Second is recoding: reframing where energy comes from in cultural and moral terms. An interfaith effort called "Energy From Heaven, Not From Hell" uses religious imagery and theology to suggest that God's energy comes from the sun and wind above, not from hellish poisonous extraction below. Once you see that allegory, it sticks.

Third is what advocates call "he-coding": painting green technology in traditionally masculine terms. Ford's electric F-150 Lightning truck is one example. Renewable energy companies are releasing ads of men climbing 300 feet into the sky to service wind turbines, demonstrating that the green future has a place for masculine work and competence.

The underlying message is simple: you can be manly without fossil fuels. You can feel strong, competent, protective, and purposeful without destroying the planet.

The climate crisis isn't just a technological or economic problem. It's a cultural and psychological struggle against an entrenched petro-culture that has weaponized gender identity in service of the fossil fuel industry. Overcoming it means restructuring power, particularly by advancing the gender equity that research shows correlates with stronger climate policies. It means men undertaking what amounts to profound internal work to unlearn harmful conditioning and find their way toward an ecological form of masculinity that doesn't require domination or denial.

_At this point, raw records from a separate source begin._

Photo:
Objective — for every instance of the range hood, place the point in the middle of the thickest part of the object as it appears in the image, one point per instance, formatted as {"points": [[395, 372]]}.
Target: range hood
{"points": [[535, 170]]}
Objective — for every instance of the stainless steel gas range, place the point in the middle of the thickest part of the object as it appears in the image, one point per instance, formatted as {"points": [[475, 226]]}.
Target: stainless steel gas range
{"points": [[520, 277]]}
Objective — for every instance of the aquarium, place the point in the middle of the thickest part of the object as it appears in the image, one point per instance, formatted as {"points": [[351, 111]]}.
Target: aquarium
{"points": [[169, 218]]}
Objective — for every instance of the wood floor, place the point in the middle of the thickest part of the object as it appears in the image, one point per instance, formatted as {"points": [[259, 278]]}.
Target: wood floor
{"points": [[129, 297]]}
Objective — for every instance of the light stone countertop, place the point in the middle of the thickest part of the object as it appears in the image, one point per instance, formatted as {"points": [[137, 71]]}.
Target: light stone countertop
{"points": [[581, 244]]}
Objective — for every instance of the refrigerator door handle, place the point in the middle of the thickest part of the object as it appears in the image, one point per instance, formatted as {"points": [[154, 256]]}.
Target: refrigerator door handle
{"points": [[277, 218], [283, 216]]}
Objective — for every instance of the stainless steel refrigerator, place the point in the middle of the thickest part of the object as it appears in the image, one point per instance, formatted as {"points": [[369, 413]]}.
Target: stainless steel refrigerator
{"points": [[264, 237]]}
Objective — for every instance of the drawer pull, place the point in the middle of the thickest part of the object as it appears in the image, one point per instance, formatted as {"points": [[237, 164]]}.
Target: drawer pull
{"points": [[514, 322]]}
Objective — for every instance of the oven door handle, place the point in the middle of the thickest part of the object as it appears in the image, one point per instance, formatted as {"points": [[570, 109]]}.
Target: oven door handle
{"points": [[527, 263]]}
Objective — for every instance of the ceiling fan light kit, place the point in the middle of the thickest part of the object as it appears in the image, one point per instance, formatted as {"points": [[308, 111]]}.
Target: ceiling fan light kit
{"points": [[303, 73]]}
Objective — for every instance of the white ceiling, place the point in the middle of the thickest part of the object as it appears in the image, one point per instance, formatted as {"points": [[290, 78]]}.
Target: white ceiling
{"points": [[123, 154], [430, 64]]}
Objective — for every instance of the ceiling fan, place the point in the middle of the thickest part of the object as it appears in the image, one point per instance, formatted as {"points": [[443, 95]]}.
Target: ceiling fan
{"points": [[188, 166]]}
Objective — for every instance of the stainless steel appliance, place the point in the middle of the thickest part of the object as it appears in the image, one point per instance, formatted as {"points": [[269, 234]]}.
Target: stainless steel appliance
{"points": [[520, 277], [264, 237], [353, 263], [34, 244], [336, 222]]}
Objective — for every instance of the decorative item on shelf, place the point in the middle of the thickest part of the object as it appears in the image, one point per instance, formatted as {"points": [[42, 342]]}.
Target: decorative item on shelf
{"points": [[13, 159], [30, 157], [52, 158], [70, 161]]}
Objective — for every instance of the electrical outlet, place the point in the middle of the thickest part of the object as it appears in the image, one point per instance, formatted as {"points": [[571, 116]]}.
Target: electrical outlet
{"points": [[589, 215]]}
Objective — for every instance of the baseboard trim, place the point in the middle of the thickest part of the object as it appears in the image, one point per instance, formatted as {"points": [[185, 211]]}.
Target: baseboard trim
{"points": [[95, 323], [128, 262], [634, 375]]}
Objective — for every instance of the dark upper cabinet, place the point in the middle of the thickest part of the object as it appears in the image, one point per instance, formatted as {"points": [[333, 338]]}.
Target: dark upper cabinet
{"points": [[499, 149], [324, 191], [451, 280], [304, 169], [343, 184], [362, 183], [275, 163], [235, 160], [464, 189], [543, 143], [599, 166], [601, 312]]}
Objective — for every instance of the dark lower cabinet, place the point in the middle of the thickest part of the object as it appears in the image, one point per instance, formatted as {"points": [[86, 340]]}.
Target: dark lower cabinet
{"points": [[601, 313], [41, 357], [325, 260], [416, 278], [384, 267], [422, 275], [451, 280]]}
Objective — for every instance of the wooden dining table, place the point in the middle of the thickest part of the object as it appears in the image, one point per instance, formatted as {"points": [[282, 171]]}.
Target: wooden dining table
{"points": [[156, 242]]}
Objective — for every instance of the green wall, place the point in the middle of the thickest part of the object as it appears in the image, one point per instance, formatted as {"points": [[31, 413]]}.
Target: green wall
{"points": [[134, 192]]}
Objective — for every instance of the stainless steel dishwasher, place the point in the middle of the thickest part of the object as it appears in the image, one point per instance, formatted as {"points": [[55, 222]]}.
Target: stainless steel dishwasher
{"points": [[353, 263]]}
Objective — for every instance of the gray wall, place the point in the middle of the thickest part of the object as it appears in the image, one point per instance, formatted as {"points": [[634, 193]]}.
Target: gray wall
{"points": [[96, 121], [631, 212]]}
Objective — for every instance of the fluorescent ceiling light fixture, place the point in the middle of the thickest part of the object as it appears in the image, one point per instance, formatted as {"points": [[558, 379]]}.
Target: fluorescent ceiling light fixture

A good man takes responsibility rather than hiding from it. A good man protects his home and loved ones when trouble arrives. By that measure, Earth Day is a yearly reminder that trouble is here: heat waves, species collapse, climate refugees, environmental racism. The question facing men right now is whether they'll step into the role of protectors or keep running from it.

Author James Rodriguez: "The carbon-soaked swagger masquerading as toughness is the easiest thing in the world to hide behind, and the hardest thing to unpack once it's baked into your identity."